Our ERG is regularly celebrated and supported. Our CEO & executives champion our activities regularly at company meetings, attend our activities, and provide us with a budget to support our needs. Similar to most companies, our ERG leadership positions are volunteer-based and not financially compensated. Alternatively, there are secondary and tertiary benefits through the engagement. I find the experience provides a platform to build relationships with others across the company, along with skills contributing to my personal development. To help alleviate the stress, we try to disperse our responsibilities across the group to make sure one individual isn't overloaded. I'm favorable to this compensation topic gaining more discussion as many leaders are performing these leadership duties in addition to their core responsibilities, which is most likely prioritized after hours. As you look across most companies, it will be difficult to find any component that doesn't have the fingerprints of the ERG program over it. It's essential to recruiting, company culture, and employee engagement.
Don't feel like you have to wait for someone else to raise their hand to get started. One of our legacy leaders told me that if you're looking around for a leader and no one has raised their hand, it's probably you. Create your vision, mission, and goals as that will be your Polaris and will help you make important decisions. If you can acquire an executive sponsor, I highly recommend it. Our sponsor provides us with guidance when needed and helps champion our efforts across the business.

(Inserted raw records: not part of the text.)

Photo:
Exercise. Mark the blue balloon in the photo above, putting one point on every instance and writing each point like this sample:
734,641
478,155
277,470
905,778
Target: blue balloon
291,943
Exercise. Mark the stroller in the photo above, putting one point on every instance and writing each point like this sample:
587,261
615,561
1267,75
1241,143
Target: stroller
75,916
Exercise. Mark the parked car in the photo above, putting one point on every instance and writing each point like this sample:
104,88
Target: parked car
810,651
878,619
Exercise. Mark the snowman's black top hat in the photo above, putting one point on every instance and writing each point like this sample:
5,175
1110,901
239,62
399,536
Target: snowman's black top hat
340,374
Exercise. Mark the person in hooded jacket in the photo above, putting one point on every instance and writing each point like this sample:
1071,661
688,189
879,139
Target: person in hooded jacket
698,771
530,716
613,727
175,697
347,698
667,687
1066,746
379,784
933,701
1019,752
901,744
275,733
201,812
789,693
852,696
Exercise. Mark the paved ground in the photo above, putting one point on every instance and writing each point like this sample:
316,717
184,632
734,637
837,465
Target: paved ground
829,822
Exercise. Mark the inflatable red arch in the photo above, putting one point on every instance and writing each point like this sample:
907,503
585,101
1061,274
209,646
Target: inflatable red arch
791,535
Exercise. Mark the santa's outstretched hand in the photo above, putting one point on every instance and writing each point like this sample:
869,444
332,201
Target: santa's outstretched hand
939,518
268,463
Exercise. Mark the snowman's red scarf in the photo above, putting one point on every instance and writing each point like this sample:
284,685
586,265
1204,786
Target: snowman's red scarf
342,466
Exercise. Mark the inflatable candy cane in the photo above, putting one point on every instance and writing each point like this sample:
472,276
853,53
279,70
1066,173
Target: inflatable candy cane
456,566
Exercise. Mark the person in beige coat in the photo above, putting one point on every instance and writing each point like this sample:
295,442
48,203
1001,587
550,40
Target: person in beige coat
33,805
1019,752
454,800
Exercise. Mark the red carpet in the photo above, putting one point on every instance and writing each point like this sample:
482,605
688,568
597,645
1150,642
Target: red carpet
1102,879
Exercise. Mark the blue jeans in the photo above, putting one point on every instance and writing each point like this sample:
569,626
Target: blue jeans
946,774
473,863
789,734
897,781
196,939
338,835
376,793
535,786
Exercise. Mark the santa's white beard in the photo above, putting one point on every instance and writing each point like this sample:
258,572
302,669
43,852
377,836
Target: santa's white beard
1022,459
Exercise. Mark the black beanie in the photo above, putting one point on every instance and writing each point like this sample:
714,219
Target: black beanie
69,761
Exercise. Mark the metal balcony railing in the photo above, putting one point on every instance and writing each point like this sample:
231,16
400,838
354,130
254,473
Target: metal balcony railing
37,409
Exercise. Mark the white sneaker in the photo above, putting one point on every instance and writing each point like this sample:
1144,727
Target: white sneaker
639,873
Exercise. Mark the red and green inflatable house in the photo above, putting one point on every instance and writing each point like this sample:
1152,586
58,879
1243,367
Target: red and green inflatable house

Acknowledge their importance and go all-in with the program. For the program to be successful, it takes full company support. This support includes creating a culture for members to engage within the group. Oftentimes, ERG meetings happen during business hours and conflict with other business meetings. Creating a culture to allow for members to prioritize the ERG participation will go a long way with internal ERG engagement. I had a leader whose team meeting overlapped with our ERG meeting. She allowed me to prioritize our ERG meeting and show up late to her meeting without any angst.
One, in particular, was the opportunity to watch Dr. Davis' keynote, moderated by one of our BBG leaders. Dr. Davis is an icon and a living legend. She was on the walls of many homes I visited and is a face on my personal Civil Rights Mt. Rushmore. Observing the conversation was incredible and an experience I will always remember.
If you are an ERG member or leader, your hard work isn’t going unnoticed and your contributions are extremely valuable. Finally, companies shouldn’t feel an ERG is an initial requirement to champion DEI. One thing I most appreciate about Eventbrite is that we’re focused on driving DEI and engaging with diverse communities independently of our ERG programs.